Another limitation is the lack of long-term follow-up after the treatment period. It remains unclear whether reduced drinking continues after semaglutide is stopped, whether patients need continued treatment to maintain the effect, and how the balance between benefits, side effects and cost would look in ordinary healthcare systems.

The placebo group also reduced its drinking, probably because all participants received structured support. This does not weaken the study, but it shows that medication alone is not the full picture. For alcohol dependence, effective treatment often combines medical, psychological and social support.

Image: Bence Boros

A wider Nordic and European public health question

The findings come at a time when alcohol remains a major public health issue in Europe. The WHO Regional Office for Europe has described alcohol as a toxic, psychoactive and dependence-producing substance, and estimates that about 800,000 deaths each year in the region are linked to alcohol use.

In Denmark, alcohol consumption has long been part of a broader health debate, especially around binge drinking and young adults.

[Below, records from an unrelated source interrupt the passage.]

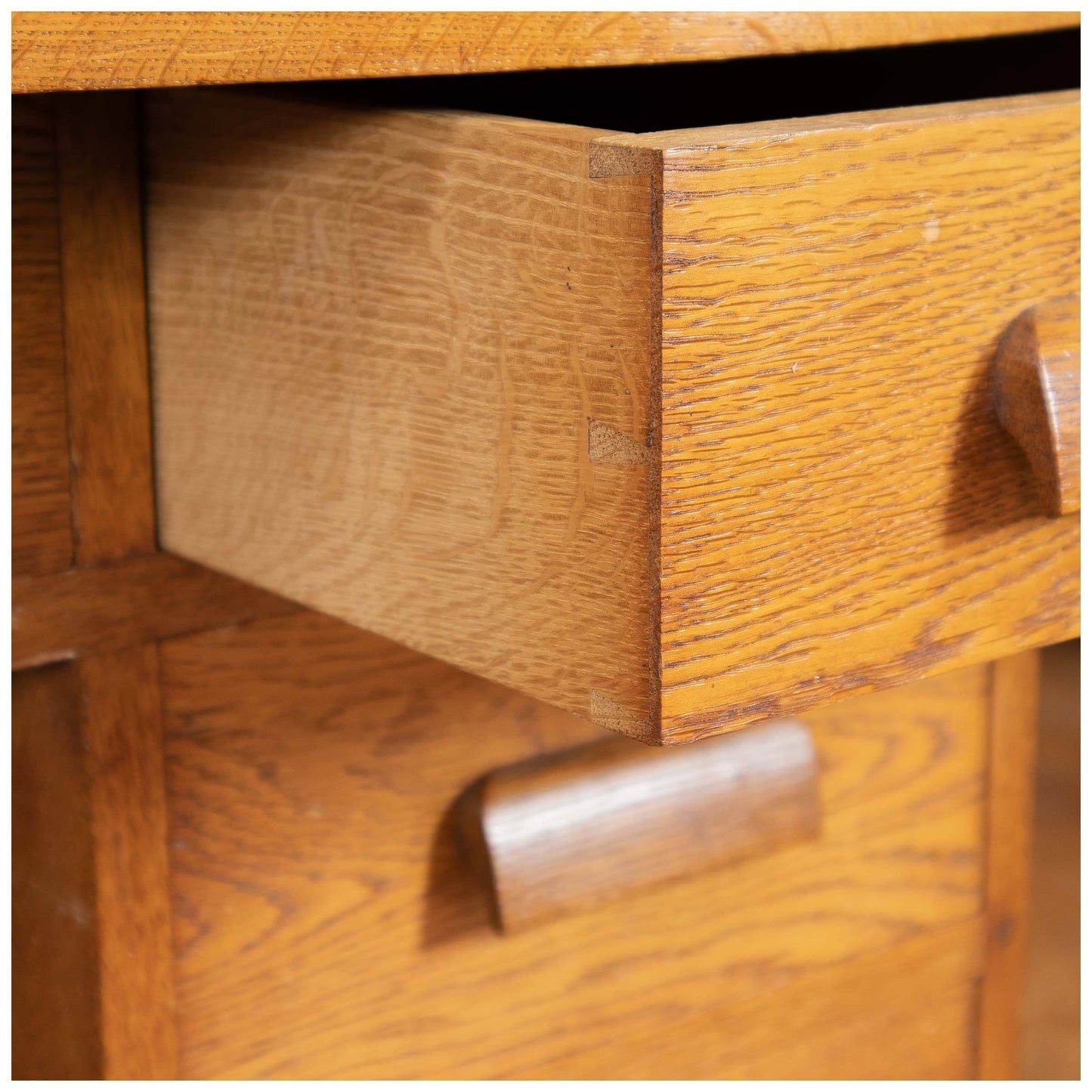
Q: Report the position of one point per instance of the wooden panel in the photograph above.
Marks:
(1052, 1003)
(81, 51)
(861, 1020)
(377, 356)
(110, 608)
(576, 828)
(403, 376)
(54, 1030)
(93, 993)
(105, 334)
(1013, 707)
(326, 926)
(41, 509)
(120, 709)
(846, 512)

Recent Nordic monitoring data show that binge drinking remains comparatively common among younger Danes, even as some indicators of alcohol consumption have improved over time.

For Nordic health systems, the study raises a practical question: whether medicines originally developed for metabolic disease could become part of future addiction treatment. That would be especially relevant for patients whose alcohol dependence is combined with obesity, liver risk, diabetes risk or other weight-related conditions.

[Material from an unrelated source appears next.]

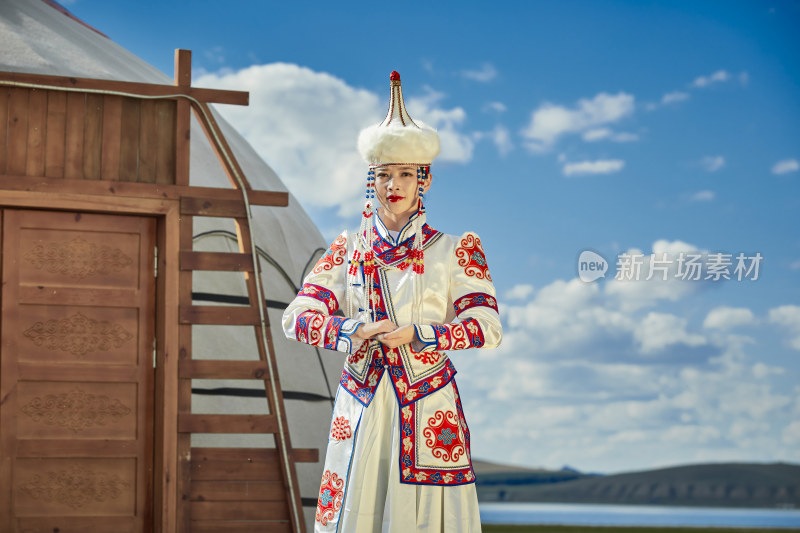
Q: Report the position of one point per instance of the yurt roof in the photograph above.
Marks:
(41, 37)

But it also raises policy questions. GLP-1 drugs such as Wegovy are expensive and already subject to debates over access, reimbursement and supply. If future trials confirm an effect on alcohol dependence, governments and health authorities would need to decide who should receive treatment, under what criteria and as part of which care pathway.

Larger trials are needed before clinical use

For now, the Danish results should be read as a strong early signal rather than a change in medical practice. Before Wegovy or other semaglutide-based medicines can be approved for alcohol dependence treatment, researchers need larger phase 3 trials with more participants, more diverse patient groups and longer follow-up.

Mette Kruse Klausen described the findings as an encouraging step, while stressing that the path to a new treatment remains long. “There is still a long way to go, but this is a very good step on the way,” she said.

The study’s importance lies in that balance. It suggests that semaglutide may reduce some of the most harmful patterns of alcohol use, but it also confirms that addiction treatment cannot be reduced to a single drug. For Denmark and the wider Nordic region, the next question is whether this early clinical signal can become a safe, accessible and evidence-based treatment option.